Scandinavia this year has been particularly difficult, so my 10-day trip there yielded mixed results. It has been a total failure this year on Lemmings and Voles, so many species were in very short supply. The highlight of course was a displaying male SWINHOE’S SNIPE on the Finland/Russia border, only the second record for the Western Palearctic and a new WP bird for me. Second to that was my first-ever WOLVERINE – a very difficult mammal to see.
In terms of owls, GREAT GREY and NORTHERN HAWK were readily seen, and a cute family of 4 fledgling TENGMALM’S still in the nest (one of only 7 nests in one district of Sweden this year) but both Ural and Pygmy Owls had fledged the day before we arrived. Woodpeckers were all missed, as were all 8 singing male Arctic Warblers and numerous River Warblers (the latter had all stopped singing).
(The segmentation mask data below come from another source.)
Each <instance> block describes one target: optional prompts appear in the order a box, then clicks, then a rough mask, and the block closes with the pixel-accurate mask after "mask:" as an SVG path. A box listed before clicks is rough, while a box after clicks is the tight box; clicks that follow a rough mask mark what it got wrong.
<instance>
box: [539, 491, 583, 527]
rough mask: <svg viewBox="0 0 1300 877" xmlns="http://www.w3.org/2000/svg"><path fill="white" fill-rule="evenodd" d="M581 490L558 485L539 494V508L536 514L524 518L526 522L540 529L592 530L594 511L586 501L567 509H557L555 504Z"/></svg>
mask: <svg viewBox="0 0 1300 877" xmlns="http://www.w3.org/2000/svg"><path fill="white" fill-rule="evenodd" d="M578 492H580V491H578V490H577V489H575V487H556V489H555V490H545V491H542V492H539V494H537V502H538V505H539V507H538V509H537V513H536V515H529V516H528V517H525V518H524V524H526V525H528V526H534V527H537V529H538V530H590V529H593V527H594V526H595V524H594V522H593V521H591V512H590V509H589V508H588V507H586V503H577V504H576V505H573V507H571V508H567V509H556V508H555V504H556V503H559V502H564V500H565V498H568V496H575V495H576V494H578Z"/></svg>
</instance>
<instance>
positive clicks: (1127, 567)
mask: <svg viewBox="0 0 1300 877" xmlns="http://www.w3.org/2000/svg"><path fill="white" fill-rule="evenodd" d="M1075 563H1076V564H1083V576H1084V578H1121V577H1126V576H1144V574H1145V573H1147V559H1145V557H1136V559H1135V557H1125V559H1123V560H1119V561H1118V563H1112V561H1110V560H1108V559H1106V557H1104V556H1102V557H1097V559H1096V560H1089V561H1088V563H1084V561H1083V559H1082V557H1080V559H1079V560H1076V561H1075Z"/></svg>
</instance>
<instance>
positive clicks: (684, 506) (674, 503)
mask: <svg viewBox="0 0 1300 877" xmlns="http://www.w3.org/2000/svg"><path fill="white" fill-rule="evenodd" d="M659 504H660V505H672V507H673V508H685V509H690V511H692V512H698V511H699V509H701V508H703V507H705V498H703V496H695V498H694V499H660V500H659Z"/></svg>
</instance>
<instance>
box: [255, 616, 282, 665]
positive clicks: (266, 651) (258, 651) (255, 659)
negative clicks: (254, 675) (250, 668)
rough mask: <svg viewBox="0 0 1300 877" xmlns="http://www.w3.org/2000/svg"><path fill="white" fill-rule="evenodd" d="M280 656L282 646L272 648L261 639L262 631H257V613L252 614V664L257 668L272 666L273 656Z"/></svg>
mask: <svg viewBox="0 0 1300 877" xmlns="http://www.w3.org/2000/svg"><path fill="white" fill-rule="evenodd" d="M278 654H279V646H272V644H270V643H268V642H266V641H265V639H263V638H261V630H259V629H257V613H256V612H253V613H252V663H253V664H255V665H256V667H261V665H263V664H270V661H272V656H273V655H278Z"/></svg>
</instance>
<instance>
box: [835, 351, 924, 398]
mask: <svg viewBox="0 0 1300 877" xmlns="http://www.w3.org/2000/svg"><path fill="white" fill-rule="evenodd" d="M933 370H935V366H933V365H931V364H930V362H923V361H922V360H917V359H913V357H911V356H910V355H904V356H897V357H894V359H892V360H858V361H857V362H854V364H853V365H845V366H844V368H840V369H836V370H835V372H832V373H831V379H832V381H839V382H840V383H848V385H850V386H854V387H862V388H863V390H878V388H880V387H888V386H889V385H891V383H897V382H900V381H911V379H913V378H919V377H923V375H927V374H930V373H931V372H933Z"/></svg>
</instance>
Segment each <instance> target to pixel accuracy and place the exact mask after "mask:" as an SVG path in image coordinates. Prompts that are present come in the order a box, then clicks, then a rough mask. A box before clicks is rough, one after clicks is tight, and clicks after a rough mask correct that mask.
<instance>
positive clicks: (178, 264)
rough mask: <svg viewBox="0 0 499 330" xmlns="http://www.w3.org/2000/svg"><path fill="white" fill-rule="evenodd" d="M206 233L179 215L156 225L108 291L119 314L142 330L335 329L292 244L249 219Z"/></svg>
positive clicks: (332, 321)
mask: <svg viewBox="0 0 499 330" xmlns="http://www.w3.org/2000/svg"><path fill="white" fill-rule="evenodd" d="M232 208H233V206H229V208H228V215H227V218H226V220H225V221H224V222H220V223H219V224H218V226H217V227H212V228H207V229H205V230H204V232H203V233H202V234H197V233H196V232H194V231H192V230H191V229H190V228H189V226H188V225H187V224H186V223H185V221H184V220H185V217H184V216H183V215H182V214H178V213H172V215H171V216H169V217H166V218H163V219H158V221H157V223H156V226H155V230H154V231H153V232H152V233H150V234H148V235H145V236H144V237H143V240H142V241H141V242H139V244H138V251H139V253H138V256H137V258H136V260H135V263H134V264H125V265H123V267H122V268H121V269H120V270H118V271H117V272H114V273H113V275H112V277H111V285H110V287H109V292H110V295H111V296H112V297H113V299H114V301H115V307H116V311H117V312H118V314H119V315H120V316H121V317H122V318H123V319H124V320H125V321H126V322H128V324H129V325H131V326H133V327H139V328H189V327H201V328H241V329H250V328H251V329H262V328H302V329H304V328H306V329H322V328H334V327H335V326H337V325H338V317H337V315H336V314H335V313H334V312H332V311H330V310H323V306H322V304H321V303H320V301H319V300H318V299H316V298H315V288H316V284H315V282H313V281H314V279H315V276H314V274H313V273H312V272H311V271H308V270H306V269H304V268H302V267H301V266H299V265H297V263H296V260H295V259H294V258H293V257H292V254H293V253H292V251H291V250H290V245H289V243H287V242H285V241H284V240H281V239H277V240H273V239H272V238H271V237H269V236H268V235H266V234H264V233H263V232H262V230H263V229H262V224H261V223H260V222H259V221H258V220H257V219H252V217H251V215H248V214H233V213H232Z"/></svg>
A family of RED-FLANKED BLUETAILS was seen (some 32 singing males located in Finland this spring), along with BLYTH’S REED WARBLER and BOOTED WARBLER (we found a nest of the latter). Good numbers of HAZLEHENS were seen (in family groups), many COMMON CRANES, a singing male SAVI’S WARBLER, large numbers of calling CORNCRAKES and some excellent HONEY BUZZARDS. Both RUSTIC and LITTLE BUNTINGS were typically hard to find, but both SIBERIAN JAY and SIBERIAN TIT easier than usual (3 ringed adults of the latter were feeding 9 young in a nestbox at one location).
In the High Arctic, highlights included a fabulous male PINE GROSBEAK on a hotel bird feeder, GYRFALCON, STELLER’S and KING EIDERS, WHITE-BILLED DIVER, many WHITE-TAILED SEA EAGLES, LONG-TAILED SKUAS and my best-ever views of ‘summer’ BRUNNICH’S GUILLEMOTS.